# ROS question - History of anemia, Pulmonary



## mmagness (Oct 12, 2009)

Documentation Reads:

Past Medical History:  History of anemia, Pulmonary emboli, prior laminectomy, sleep apnea, peripheral neuropathy, gout, spinal stenosis, cervical and lumbar disk disease, chronic back pain, knee problems.

Allergies:  Demerol, penicillin, Ticlid, Plavix, Lipitor and Norvasc.

Social History:  The patient is mostly in his wheelchair due to chronic back pain.  He denies tobacco or alcohol use.  He was previously followed by the pain center.

Family History:  Mother and father both deceased, neither doe to coronary vascular disease.

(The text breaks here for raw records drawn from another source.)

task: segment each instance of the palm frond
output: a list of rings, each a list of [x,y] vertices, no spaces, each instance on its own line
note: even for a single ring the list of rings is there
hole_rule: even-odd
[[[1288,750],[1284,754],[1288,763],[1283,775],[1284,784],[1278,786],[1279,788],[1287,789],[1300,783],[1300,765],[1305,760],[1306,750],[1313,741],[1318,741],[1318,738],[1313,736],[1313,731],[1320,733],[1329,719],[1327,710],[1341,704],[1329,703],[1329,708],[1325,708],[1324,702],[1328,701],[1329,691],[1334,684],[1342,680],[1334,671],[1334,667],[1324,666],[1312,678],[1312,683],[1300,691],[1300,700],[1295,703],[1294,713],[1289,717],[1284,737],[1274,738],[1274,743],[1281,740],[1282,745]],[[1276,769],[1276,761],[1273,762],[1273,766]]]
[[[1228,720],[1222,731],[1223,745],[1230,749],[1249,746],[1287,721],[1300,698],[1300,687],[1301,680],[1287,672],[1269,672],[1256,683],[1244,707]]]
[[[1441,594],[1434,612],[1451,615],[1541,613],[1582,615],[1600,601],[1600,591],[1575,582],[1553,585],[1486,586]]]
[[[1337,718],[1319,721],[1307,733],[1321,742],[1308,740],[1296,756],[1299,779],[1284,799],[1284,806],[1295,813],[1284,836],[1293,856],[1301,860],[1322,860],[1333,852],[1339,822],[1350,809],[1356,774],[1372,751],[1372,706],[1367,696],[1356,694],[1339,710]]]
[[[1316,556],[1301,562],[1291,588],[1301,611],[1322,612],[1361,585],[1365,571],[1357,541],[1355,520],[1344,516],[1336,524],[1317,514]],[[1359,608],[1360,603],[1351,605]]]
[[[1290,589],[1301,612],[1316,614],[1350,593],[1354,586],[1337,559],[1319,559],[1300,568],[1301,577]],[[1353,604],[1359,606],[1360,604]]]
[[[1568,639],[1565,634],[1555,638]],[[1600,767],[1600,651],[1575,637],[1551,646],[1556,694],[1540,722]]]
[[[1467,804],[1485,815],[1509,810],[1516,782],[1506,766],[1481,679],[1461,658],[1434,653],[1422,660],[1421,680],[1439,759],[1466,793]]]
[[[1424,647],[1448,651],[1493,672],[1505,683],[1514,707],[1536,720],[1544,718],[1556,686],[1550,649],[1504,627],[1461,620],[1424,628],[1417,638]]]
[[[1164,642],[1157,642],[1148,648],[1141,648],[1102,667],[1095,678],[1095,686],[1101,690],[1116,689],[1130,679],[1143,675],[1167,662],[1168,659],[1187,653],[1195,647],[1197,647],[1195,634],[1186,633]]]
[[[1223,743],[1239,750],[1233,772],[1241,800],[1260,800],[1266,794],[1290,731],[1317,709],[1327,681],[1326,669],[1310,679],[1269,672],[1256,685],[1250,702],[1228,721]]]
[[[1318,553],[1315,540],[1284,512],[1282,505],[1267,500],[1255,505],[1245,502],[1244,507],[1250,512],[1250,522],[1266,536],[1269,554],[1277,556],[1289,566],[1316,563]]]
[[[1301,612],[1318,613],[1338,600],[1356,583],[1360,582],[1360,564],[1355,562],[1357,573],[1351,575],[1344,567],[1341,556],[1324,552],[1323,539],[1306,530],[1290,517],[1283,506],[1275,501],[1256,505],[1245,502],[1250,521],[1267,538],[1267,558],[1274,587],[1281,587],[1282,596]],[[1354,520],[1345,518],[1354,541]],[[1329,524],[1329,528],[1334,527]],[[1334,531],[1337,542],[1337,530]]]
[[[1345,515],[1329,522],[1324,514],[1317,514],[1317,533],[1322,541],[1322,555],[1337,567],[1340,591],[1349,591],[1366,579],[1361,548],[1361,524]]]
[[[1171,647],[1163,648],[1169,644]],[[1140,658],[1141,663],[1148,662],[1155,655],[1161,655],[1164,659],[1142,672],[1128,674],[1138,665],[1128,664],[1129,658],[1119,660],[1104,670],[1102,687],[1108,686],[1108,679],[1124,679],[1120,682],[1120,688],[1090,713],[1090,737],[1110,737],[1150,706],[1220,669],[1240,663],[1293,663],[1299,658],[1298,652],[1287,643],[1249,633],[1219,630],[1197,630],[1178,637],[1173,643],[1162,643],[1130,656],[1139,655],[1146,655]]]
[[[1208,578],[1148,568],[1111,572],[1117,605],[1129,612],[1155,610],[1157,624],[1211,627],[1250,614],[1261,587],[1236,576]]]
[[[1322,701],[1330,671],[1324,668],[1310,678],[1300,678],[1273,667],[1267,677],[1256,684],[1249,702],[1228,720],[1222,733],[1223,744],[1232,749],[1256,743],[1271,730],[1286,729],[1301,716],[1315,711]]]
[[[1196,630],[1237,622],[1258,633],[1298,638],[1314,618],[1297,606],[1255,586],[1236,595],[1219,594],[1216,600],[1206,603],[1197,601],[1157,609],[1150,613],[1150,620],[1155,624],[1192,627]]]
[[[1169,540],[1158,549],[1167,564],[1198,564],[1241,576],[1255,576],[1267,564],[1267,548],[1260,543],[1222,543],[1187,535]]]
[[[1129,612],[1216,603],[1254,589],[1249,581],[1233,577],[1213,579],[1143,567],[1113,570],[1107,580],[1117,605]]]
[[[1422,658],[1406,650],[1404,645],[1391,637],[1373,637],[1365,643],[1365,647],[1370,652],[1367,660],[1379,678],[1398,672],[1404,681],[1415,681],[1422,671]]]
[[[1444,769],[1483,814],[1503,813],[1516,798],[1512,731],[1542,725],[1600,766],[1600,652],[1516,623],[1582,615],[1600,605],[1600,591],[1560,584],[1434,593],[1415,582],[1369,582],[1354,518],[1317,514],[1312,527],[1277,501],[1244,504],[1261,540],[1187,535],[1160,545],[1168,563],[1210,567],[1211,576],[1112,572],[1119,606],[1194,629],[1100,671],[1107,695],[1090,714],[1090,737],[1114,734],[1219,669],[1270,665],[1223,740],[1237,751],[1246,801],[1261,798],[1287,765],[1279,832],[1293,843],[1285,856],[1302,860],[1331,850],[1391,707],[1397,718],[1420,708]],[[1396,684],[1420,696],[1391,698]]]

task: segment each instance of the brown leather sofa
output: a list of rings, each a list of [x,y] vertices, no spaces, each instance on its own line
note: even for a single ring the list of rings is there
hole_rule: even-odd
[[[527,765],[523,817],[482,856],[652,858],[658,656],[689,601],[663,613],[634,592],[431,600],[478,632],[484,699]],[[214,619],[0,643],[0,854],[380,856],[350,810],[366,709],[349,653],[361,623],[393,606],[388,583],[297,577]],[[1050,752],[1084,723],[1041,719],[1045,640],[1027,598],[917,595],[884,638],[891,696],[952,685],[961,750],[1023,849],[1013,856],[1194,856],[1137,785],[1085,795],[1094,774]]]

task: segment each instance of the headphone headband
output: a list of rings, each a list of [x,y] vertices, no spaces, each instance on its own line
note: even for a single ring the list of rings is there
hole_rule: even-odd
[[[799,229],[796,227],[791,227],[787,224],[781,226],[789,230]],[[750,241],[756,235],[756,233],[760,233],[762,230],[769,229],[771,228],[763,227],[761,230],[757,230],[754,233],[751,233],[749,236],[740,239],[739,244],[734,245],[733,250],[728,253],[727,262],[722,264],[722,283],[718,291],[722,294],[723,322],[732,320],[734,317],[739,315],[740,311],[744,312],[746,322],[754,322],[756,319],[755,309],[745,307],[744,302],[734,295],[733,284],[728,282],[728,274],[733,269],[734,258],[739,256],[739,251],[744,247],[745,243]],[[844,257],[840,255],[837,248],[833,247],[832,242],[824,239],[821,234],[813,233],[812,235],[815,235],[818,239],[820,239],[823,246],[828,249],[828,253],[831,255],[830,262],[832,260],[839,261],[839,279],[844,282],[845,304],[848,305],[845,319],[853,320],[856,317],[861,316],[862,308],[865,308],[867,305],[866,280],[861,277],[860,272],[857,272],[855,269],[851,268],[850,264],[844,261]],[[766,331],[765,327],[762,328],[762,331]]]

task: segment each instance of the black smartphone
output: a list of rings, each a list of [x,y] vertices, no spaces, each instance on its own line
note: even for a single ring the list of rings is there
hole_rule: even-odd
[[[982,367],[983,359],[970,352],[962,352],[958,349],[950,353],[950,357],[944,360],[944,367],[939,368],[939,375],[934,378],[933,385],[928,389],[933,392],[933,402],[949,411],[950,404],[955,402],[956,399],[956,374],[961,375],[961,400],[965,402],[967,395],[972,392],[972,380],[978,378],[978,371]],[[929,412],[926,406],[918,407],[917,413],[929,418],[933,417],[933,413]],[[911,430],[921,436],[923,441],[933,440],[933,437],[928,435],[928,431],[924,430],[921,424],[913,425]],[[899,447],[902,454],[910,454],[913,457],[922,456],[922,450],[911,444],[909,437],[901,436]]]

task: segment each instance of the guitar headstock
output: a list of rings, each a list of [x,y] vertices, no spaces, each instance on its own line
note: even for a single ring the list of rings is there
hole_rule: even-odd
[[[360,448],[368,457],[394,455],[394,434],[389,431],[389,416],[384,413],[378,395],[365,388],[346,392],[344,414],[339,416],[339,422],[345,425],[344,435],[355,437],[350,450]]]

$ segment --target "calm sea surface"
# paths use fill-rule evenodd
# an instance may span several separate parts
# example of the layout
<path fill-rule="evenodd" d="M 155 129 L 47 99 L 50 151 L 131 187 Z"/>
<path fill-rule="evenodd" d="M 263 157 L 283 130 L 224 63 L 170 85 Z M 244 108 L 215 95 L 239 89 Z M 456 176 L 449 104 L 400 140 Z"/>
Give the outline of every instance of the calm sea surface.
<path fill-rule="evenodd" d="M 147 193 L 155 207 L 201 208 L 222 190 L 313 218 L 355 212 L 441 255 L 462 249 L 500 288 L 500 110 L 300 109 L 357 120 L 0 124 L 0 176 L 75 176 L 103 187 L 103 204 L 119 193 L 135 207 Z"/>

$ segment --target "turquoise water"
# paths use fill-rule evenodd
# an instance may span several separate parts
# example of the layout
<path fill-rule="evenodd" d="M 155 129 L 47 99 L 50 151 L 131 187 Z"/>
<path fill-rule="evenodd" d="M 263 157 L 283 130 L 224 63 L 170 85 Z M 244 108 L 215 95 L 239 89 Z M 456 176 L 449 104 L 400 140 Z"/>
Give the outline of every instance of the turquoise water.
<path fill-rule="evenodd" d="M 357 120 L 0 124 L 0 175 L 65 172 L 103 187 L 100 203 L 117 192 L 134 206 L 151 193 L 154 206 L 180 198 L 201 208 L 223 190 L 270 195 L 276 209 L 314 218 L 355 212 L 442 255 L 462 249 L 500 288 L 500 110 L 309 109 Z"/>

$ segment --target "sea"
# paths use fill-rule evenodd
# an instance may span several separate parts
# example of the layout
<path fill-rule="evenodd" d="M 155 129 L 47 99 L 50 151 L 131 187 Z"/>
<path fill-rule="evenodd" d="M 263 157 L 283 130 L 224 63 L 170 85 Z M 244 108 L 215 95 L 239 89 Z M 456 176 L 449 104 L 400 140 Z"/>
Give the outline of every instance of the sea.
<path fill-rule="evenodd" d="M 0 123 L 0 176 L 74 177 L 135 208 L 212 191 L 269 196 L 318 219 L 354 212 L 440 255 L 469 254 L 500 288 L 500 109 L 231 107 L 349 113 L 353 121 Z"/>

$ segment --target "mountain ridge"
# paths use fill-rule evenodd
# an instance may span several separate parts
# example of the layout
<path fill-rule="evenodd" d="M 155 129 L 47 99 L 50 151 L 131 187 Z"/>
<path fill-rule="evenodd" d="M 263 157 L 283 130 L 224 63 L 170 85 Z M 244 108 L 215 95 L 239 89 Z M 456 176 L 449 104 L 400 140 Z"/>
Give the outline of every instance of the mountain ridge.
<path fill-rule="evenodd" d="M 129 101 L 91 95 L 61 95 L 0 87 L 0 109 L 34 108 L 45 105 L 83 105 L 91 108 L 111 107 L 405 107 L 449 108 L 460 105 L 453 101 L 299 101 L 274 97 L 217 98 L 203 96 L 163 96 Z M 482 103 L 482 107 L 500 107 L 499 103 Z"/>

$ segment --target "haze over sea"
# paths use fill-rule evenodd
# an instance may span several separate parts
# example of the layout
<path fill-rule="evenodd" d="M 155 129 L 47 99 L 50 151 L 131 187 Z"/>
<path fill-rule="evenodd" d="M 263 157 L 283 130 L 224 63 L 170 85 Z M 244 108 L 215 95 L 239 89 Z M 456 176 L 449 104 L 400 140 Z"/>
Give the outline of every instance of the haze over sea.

My question is in regards to the Allergies portion...  Would it be appropriate to use the allergies (as listed above) in the ROS for the All/immuno or would you consider this to be part of the past history?  All feedback is appreciated.

Thanks,
MM


----------



## M. Williams (Oct 12, 2009)

*ROS question*

Yes, since you already have past illness and past surgery you can use in the allergy portion in ROS.

Melinda


----------



## gailmc (Oct 12, 2009)

Since the allergies mentioned are, in fact, historical, I would only use them in the hx portion of the key components.  If the patient had presented with an illness or injury where allergies was pertinent, then an indication of the signs/symptoms of an allergic reaction i.e. rash could be used as a ROS.  The 1997 documentation guidelines are pretty clear that PFSH include "the patient's experience with illnesses, operations, injuries and treatments."


----------



## Colliemom (Oct 12, 2009)

I was told, by a reliable source, it would have to be specifically mentioned in the review of systems.  Relying on the documentation under the heading of allergies does not count towards the ROS.  I was told that would be considered "double dipping."


----------



## LLovett (Oct 12, 2009)

This is a tough one. I am personally torn on this because I can see and make arguments for both sides.

I generally look at it from the point of view, why are they here?

In this case if the patient is following up on HTN, hyperlipidemia, or a condition that may require antibiotics then these would be pertinent as ROS. I agree with the double dipping piece so you would not be able to use them as past history if you are using them as ROS.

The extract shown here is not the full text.